On the upside, I much prefer the look and haptic, so no regret at all.
Can’t comment on the initial question, as I’ve built with a new construction with a contractor and I just dealt with per-picked sub-contractors and show-rooms to pick things. Certainly makes things easier, but it comes down to how much you enjoy doing the whole coordination yourself.
We are doing a big renovation. Floors, Skim coating all walls.,painting, kitchen and bathrooms. I’m finding it a bit difficult to coordinate all of the work.
Skim coated all walls first. This is finally close to completion but I went with one guy and he takes forever. I will go with a company for the painting as they will send two people plus an apprentice.
We removed all the old flooring ourself. Most floating but the hallway was glued on. We had to hire someone to remove the glue. When we purchased the home they said it was all floating and we didn’t check. One tip: don’t try to remove old glued on floors by yourself unless you’re an accomplished DIYer. It takes forever unless you rent a large machine.
Kitchen removal is next-then flooring. This is getting a bit tricky with timing all workers. There was an issue with the order of the floors and now the kitchen will need to wait 4-6 weeks. The kitchen installers can’t do the new time….etc. If you hire a contractor they usually work with different trade people and can coordinate better than a private homeowner.
This is my first renovation and I’m finding more things happen that in turn throws off the timing for the next scheduled worker. It’s no big deal but we will be left without a kitchen for a lot longer than we originally thought. We expected a lot of the work to be done while we were on holiday and it didn’t turn out that way.
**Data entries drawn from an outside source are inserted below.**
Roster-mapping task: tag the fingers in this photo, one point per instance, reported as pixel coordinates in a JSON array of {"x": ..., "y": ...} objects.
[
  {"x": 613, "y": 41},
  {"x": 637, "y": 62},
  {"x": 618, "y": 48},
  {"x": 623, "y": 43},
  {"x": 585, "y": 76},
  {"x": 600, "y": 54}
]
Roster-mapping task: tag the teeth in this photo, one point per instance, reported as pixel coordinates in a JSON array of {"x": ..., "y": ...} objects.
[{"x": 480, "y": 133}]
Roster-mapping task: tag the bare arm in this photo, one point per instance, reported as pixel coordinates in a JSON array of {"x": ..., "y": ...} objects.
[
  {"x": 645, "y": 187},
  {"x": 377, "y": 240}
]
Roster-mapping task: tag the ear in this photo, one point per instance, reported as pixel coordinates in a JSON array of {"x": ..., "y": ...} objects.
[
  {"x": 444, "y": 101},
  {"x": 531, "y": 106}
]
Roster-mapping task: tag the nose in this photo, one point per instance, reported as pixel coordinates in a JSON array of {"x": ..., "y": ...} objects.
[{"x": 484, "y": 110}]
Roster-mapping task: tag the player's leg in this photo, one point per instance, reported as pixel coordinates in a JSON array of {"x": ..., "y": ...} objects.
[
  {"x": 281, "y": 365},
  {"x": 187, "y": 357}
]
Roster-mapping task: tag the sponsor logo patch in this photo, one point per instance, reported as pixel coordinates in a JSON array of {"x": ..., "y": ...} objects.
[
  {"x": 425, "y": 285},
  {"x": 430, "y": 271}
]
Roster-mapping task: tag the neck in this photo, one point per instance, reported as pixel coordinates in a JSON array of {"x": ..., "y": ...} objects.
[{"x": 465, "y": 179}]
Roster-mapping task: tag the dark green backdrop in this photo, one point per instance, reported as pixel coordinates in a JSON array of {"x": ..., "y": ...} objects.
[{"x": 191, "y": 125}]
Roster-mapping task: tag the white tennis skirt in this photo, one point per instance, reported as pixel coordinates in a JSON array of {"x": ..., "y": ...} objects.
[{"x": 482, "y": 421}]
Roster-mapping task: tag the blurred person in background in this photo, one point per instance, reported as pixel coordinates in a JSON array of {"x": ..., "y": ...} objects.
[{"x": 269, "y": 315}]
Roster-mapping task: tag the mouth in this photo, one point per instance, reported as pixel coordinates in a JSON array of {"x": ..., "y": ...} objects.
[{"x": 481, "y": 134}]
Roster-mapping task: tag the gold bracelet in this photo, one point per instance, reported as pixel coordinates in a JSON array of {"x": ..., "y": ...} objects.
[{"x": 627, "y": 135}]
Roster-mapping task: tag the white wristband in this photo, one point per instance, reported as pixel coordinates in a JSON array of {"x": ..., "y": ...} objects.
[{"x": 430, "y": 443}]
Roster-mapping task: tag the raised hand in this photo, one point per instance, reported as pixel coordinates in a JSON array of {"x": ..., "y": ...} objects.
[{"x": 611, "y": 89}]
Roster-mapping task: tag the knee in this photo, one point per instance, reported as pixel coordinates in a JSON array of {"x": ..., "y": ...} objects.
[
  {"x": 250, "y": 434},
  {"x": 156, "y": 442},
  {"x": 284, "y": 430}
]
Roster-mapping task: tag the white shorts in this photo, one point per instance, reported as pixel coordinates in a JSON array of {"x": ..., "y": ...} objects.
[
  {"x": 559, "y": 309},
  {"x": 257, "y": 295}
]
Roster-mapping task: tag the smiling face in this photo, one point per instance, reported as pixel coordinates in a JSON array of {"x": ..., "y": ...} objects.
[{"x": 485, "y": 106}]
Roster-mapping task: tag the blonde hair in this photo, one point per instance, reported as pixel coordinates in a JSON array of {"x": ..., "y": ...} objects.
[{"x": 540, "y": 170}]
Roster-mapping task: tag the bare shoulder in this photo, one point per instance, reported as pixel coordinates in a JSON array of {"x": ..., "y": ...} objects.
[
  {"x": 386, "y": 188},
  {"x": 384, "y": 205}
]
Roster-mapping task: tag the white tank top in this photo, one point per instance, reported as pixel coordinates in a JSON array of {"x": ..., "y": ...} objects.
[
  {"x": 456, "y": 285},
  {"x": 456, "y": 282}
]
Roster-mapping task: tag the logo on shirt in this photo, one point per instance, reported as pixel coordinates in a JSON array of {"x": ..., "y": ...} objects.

If you have light renovations then I don’t think it’s necessary and if you have a lot of time to manage mistakes that will inevitably happen. My German is also B level and many trade people don’t speak English.
If I ever did another renovation I would hire a contractor/project manager. That’s not without faults but I’d have one person to handle the reshuffling of workers.
I’d consider it once several companies from different trades are involved and their work depends on each other or is even integrated. It’s not only to coordinate everything like Lucy describes, but if anything goes wrong, they’d just pass the blame to each other, and it results in delays or high extra costs.
So not for some very small work
As said, my experience is from a whole building and there’s scores of companies involved. But if you re-do, for example the kitchen and the work requires an electrician or plumber, I’d expect the kitchen studio to make you aware, have a partner they trust and subcontract and cover all the coordination.
I was told to do the floors first (not floating). I will have to rethink this. .
They said it helps with leveling the kitchen and it’s easier for them to install? Oh no.
It depends on the kitchen layout and how you do it. All my cabinets are mounted on the wall. So you put all cabinets/appliances first and then after that you do the tiling.
Thanks for this. I didn’t think about the blame being put on the ‘other’ guy. Oops. I really do wish I had hired a company to handle this renovation as I really don’t know all of the ins and outs.
if floor first in the kitchen does not depend on the kitchens layout. it is simply a personal choice. The more boarders you have when laying the floor the longer you have. thats why especially with an island most workers like to do the floor first. That means you will have floor under your entire island.
Or maybe if it is a big island there wont be floor under the entire thing, but at least they can do the edges etc quick&dirty and do nit need to cut every board precisely.
We have have everywhere expect bathroom Bauwerk parquet - even with 2 toddlers. Sure there are stains and marks. but many of them come off with cleaning. In the kitchen I apply new oil 2x/year. It goes faster than cleaning with a mob.
When the kids are ten or so we will sand the floor to get the biggest stains out, the rest will remind us of the great time we had together.